How would Corning India teams develop innovative software solutions for public and private 5G enterprise networks? Dr. Nagaraj said that Corning has been inbuilding specialists. We think about inbuilding wireless and networks. There is also the public network piece. There are also private networks that are coming up. Lot of the use case definitions are happening right now. We are ideally suited for engaging with enterprise networks. Our solutions are clearly working for public networks also. With private core, we can also enable private networks. The architectures that we define are very much tailored with that.

And, what about 5G use cases? He said that if you look at the enterprises, being able to get an operator signal inside a building is very critical. That can be the simplest use case. On top of that, if the enterprises run their apps, that's a different scenario. There are lots of airports, ports, mining, manufacturing, etc., where the use cases are still being developed. It will take some time. Enterprises should have the architecture that is ready. Then comes the speed and ease of use. At the end of the day, an IT person deployment can be different from the CSP deployment. Also, the network management should be really very simple to manage. For the enterprises, managing this will be critical. You have to make your solution as simple to deploy. We are making our solutions very simple. Speed and ease of deployment is critical.

What is the work going on regarding wireless product concepts and focus on system engineering? Dr. Nagaraj added that we are focusing on wireless software development and front-end systems engineering. They come up with the architecture. It is done by the systems engineering team that requires a different skillset. We see a lot of talent here in India. We are augmenting our teams in California and Israel. We are also having systems engineers here. We are looking at product architecture that can support fiber and wireless. We are actively working on these.

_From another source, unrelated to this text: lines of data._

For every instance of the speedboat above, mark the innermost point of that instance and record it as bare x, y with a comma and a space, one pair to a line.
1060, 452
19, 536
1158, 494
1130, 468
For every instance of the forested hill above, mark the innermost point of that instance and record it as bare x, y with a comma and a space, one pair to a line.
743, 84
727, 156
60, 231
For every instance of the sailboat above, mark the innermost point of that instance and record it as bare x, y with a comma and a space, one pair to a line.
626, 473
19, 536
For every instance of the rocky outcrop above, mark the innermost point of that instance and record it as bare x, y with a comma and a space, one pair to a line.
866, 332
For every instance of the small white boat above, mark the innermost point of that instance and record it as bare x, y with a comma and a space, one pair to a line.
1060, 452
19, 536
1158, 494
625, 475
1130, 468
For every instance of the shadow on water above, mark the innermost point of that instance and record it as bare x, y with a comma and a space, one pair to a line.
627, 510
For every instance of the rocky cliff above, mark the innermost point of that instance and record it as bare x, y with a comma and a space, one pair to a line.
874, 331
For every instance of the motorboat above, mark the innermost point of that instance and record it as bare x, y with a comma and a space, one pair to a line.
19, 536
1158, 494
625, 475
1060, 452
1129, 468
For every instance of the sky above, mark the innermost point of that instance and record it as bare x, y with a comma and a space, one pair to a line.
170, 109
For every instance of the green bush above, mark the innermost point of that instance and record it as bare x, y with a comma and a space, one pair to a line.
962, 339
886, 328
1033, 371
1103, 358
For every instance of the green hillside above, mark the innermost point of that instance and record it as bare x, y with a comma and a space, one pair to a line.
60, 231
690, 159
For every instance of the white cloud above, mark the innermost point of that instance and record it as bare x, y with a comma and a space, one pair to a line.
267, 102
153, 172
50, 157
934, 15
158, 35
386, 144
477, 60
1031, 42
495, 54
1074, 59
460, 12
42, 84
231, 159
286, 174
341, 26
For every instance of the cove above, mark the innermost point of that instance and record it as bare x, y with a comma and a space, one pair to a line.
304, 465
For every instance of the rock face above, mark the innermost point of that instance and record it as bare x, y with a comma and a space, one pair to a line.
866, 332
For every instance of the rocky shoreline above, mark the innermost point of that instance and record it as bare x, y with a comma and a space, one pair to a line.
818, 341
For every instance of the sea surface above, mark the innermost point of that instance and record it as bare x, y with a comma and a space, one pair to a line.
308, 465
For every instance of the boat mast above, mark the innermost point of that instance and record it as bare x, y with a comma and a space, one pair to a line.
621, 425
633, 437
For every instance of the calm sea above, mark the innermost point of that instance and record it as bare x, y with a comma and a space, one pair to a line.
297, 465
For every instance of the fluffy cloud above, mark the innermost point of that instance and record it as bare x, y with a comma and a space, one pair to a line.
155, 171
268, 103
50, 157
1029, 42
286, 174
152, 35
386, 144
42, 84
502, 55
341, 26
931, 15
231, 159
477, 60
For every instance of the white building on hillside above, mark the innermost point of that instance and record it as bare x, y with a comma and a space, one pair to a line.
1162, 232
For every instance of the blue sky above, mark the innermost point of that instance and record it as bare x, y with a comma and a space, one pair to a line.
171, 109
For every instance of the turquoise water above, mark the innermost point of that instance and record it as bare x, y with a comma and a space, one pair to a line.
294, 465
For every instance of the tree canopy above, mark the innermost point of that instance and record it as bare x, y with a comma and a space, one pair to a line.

Finally, how is Corning a preferred indoor 5G RAN vendor for tier 1 operators? He said that we have been through the DAS product portfolio that are deployed across large venues and stadiums, etc. On the RAN side, we are using Spider Cloud product family, making it easy to deploy 4G indoor small cell. We have now upgraded that to 5G for inbuilding wireless. We have some extensive deployments. Through the small cells that we have, we continue to evolve them, along with the introduction of mmWave small cells that are now commercially deployed. Sub6GHz band solutions are suitable too.